Cross-language Performance Profile Exploration with speedscope


speedscope is a fast, interactive, web-based viewer for large performance profiles (, It’s inspired by the performance panel of Chrome Devtools and by Brendan Gregg’s FlameGraphs. If you’ve never heard of flamegraphs before or if you’ve heard of them but never understood how to read them, the guide “Using flamegraphs” from rbspy’s documentation is wonderful.

The goal of speedscope is to provide a 60fps way of interactively exploring large performance profiles from a variety of profilers for a variety of programming languages. It runs totally in-browser, and does not send any profiling data to any servers. Because it runs totally in-browser, it should work in Firefox and Chrome on Mac, Windows, and Linux. It can be downloaded to run offline, either from npm, or just as a totally standalone zip file.

In doing performance work across many language environments at Figma, I noticed that every community tends to create its own tools for visualizing performance issues. With speedscope, I hoped to de-duplicate those efforts. To meet this goal, speedscope supports import of profiles from a growing list of profilers:





Native code

speedscope also has a stable documented file format, making it appropriate as a tool to target for visualization of totally custom profiles. This allows new profilers to support import into speedscope without needing to modify speedscope’s code at all (though contributions are welcome!). This is how I added support for visualizing rbspy profiles: rbspy#161. Firefox & Chrome both have capable profile visualizers, but the file formats they use change frequently.

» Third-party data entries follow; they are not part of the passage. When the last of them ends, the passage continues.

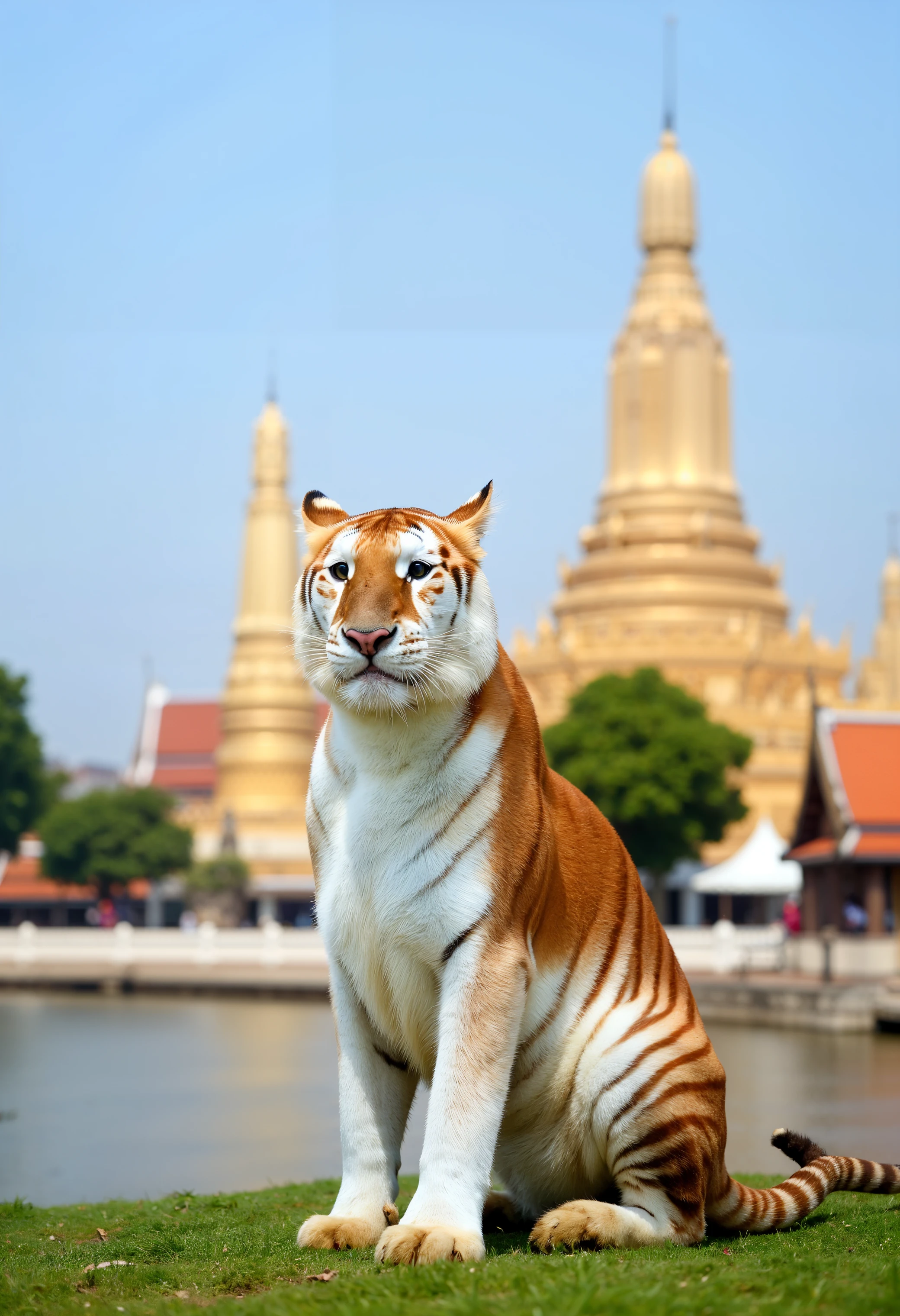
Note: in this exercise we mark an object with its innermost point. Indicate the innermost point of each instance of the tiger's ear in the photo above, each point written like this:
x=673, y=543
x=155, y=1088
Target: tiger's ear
x=320, y=513
x=476, y=514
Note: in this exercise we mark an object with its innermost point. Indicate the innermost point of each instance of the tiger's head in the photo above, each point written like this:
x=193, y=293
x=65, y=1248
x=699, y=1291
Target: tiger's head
x=392, y=611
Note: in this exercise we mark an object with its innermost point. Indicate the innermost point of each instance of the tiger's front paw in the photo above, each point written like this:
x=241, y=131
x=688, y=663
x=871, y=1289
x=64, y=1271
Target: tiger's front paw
x=418, y=1245
x=343, y=1232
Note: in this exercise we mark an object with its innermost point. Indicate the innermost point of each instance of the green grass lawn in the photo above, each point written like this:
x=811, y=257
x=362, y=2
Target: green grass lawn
x=238, y=1255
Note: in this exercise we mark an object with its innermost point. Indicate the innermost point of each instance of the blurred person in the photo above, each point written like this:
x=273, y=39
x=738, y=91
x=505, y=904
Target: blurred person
x=855, y=916
x=791, y=918
x=107, y=914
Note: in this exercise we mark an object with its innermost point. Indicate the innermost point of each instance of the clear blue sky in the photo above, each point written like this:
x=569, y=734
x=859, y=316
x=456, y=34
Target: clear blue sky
x=427, y=210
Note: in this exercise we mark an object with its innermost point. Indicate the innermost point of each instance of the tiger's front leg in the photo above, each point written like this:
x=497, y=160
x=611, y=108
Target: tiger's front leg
x=376, y=1093
x=482, y=1002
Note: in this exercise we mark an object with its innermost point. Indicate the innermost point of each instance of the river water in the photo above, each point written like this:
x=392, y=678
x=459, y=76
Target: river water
x=137, y=1097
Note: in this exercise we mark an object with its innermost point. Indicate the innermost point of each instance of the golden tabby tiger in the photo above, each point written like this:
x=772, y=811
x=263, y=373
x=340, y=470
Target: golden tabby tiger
x=489, y=933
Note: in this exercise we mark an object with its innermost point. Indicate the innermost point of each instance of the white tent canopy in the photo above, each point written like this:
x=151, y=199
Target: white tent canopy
x=757, y=869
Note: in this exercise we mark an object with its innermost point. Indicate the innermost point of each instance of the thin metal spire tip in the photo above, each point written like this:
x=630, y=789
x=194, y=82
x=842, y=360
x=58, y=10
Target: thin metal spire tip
x=670, y=73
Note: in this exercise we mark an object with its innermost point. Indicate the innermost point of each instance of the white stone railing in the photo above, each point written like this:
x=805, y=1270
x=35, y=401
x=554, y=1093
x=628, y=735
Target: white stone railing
x=730, y=949
x=298, y=952
x=123, y=947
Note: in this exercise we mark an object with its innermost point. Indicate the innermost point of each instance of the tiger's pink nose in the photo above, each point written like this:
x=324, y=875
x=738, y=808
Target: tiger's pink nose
x=367, y=642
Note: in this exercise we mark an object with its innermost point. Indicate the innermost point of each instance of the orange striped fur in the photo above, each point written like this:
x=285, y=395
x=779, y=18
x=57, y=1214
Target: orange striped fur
x=489, y=933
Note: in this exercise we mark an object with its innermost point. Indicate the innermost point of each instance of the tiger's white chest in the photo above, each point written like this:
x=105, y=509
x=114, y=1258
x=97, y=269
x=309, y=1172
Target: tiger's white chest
x=403, y=861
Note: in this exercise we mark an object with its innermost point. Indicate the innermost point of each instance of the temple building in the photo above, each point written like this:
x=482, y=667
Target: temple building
x=240, y=766
x=670, y=576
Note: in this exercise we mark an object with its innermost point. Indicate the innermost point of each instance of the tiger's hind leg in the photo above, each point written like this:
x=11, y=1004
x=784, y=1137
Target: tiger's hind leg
x=661, y=1199
x=603, y=1224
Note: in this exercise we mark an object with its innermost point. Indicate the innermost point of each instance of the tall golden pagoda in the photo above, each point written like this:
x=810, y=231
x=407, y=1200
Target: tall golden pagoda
x=267, y=711
x=670, y=576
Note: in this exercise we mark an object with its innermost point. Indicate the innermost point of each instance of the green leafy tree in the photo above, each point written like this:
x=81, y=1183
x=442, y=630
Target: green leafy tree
x=216, y=890
x=26, y=787
x=114, y=836
x=648, y=756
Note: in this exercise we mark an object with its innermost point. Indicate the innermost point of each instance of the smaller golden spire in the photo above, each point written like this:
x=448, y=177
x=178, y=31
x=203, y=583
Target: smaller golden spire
x=668, y=215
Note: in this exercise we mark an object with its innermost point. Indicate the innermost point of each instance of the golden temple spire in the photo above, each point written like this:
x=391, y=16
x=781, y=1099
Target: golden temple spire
x=267, y=709
x=879, y=674
x=668, y=199
x=670, y=574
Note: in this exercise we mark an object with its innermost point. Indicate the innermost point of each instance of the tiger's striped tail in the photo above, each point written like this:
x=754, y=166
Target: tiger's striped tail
x=762, y=1210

Also unlike other similar tools, speedscope is designed to make it easy to host inside your own infrastructure. This allows you to integrate speedscope to view backend performance profiles with a single click. At Figma, we have a ruby backend, so I made an opinionated fork of rack-mini-profiler to do exactly this. If you support access to performance profiles across domains, you can even load them directly into via a #profileUrl=… hash parameter.

What can it do?

speedscope is broken down into three primary views: Time Order, Left Heavy, and Sandwich.

🕰Time Order

speedscope time order view

In the “Time Order” view (the default), call stacks are ordered left-to-right in the same order as they occurred in the input file, which is usually the chronological order they were recorded in. This view is most helpful for understanding the behavior of an application over time, e.g. “first the data is fetched from the database, then the data is prepared for serialization, then the data is serialized to JSON”.

The horizontal axis represents the “weight” of each stack (most commonly CPU time), and the vertical axis shows you the stack active at the time of the sample. If you click on one of the frames, you’ll be able to see summary statistics about it.

⬅️Left Heavy

speedscope left heavy view

In the “Left Heavy” view, identical stacks are grouped together, regardless of whether they were recorded sequentially. Then, the stacks are sorted so that the heaviest stack for each parent is on the left — hence “left heavy”. This view is useful for understanding where all the time is going in situations where there are hundreds or thousands of function calls interleaved between other call stacks.

🥪 Sandwich

speedscope sandwich view

The “Sandwich” view is a table view in which you can find a list of all functions and their associated times. You can sort by self time or total time.

It’s called the “Sandwich” view because if you select one of the rows in the table, you can see flamegraphs for all the callers and callees of the selected row.

Learn more

Up-to-date information about speedscope can be found on the GitHub page: If you run into problems, please let me know by filing an issue!

About Jamie Wong

Jamie is a Canadian engineer currently working on building interface design tools at Figma. He maintains a mostly-technical blog at, and is the primary author of speedscope. You can find him on Twitter as @jlfwong.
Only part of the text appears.